88% of staff think parental leave policies aid wellbeing

New research has revealed that 88% of employees and managers think that organisations with parental leave programmes show support for wellbeing, with 52% strongly agreeing with this.

Bright Horizons’ findings, which are comprised of responses from staff and managers who are users of the nursery and back-up care provider’s parental leave toolkit and parent transition coaching services, as well as a one-off impact survey looking at the overall effect of having a parental leave programme, highlighted that this sort of initiative is a critical way businesses can demonstrate commitment to staff wellbeing.

A total of 94% agreed that simply knowing their boss recognises the parental leave transition and provides a supportive programme, including digital coaching solutions that can be personalised by the user, or in-person or video-based coaching, encourages a positive view of the employer.

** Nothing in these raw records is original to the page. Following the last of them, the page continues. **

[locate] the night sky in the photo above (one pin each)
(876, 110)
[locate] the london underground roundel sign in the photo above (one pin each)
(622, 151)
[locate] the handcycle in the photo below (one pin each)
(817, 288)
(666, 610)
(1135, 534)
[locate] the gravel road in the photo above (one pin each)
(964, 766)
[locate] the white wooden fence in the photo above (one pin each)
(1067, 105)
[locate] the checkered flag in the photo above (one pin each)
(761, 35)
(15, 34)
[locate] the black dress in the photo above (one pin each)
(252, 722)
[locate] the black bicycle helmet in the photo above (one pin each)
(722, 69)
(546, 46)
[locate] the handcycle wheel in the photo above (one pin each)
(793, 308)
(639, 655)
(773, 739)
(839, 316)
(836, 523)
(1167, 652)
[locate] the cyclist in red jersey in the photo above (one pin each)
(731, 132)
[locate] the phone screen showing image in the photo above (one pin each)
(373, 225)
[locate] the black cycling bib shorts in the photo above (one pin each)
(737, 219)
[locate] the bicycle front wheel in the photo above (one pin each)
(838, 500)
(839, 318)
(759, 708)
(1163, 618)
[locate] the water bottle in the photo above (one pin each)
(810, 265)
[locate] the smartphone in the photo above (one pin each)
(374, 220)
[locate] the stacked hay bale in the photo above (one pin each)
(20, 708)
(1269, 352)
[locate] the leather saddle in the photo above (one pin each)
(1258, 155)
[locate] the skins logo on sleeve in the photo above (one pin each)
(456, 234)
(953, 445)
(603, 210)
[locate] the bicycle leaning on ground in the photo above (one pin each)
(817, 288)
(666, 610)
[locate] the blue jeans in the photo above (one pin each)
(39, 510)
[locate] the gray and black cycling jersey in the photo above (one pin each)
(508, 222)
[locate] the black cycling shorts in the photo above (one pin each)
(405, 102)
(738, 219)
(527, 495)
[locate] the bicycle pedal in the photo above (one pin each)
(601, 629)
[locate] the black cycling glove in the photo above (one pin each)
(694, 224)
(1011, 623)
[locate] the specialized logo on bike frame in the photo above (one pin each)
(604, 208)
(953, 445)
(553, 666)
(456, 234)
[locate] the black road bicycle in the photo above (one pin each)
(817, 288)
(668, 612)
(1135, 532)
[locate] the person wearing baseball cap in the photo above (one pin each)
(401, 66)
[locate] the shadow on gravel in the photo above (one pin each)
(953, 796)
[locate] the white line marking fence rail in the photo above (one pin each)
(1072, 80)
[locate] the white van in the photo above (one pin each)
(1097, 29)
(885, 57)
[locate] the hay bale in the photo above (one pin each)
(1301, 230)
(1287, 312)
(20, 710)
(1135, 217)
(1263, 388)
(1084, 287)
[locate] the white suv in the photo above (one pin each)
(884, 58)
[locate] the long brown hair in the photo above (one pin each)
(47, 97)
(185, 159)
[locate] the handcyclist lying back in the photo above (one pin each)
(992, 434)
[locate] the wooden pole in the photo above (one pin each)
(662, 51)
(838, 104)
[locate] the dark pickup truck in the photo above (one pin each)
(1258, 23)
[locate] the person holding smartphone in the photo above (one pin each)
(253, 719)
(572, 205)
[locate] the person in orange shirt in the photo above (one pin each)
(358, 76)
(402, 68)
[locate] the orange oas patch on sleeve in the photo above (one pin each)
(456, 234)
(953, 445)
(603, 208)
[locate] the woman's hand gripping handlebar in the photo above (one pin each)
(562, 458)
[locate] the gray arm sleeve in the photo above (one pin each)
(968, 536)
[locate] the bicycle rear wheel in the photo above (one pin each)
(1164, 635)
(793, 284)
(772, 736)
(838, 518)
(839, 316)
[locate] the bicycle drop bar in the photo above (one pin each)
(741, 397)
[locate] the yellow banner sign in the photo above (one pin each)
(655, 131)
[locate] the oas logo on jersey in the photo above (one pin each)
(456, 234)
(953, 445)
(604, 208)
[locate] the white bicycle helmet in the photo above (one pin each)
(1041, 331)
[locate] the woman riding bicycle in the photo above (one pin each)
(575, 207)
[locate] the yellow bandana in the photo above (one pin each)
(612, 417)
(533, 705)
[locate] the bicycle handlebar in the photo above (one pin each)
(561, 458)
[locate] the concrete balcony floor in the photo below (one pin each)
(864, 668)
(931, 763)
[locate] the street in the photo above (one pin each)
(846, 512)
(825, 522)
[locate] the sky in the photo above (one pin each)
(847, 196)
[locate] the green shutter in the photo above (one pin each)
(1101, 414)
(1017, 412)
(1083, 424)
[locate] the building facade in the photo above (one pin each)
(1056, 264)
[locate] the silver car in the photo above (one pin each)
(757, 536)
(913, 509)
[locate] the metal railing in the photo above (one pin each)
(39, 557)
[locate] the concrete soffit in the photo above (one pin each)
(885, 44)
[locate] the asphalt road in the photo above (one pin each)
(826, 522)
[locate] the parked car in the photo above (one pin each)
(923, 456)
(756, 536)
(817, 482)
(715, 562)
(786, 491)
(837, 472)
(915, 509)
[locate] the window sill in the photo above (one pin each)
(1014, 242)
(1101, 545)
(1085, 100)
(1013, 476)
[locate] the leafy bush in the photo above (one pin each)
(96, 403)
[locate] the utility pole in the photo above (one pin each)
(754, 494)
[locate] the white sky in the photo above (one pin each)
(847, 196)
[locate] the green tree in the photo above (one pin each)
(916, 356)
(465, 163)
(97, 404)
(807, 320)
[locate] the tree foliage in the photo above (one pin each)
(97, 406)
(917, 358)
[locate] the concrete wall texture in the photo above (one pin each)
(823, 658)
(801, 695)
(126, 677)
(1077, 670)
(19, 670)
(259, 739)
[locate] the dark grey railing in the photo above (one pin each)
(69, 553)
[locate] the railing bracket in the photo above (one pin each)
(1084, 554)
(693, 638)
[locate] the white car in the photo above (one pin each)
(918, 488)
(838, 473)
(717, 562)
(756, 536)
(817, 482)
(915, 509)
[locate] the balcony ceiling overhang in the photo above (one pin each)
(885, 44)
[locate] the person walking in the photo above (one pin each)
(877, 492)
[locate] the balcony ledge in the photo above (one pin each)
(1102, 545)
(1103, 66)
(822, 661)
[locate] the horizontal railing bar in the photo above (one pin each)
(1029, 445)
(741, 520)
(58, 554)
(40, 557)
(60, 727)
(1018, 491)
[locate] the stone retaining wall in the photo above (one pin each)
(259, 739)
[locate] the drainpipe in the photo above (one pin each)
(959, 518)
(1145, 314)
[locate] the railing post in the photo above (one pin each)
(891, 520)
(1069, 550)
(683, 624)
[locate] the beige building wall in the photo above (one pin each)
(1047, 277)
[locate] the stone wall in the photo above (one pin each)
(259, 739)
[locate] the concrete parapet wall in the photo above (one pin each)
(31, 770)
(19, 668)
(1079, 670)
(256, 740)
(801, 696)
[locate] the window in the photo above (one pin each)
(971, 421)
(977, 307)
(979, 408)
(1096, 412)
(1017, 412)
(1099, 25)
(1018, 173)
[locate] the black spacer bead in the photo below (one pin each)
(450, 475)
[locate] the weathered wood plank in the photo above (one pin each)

The findings highlighted that parental leave transition often leads to careers stalling or derailing for working mothers, resulting in a widening of gender pay gaps. However, 88% of respondents said that having a parental leave programme in place helps working parents to keep their careers on track, and nearly eight in 10 (79%) agreed that having a formal parental leave programme at work gave them confidence in taking time out.

Jennifer Liston-Smith, head of thought leadership at Bright Horizons Work+Family Solutions, commented that feedback shows that a good parental leave programme enhances talent retention, with clients typically seeing a 12 to 14 percentage point uplift in the number of leave takers returning to their business.

“This represents considerable cost savings as well as an enhanced employee experience. This research shows that a parental leave offering which combines an online or app-based programme with expert coaching and advice provided in-person or virtually, achieves key personal and professional objectives for both the individual and the employer,” she said.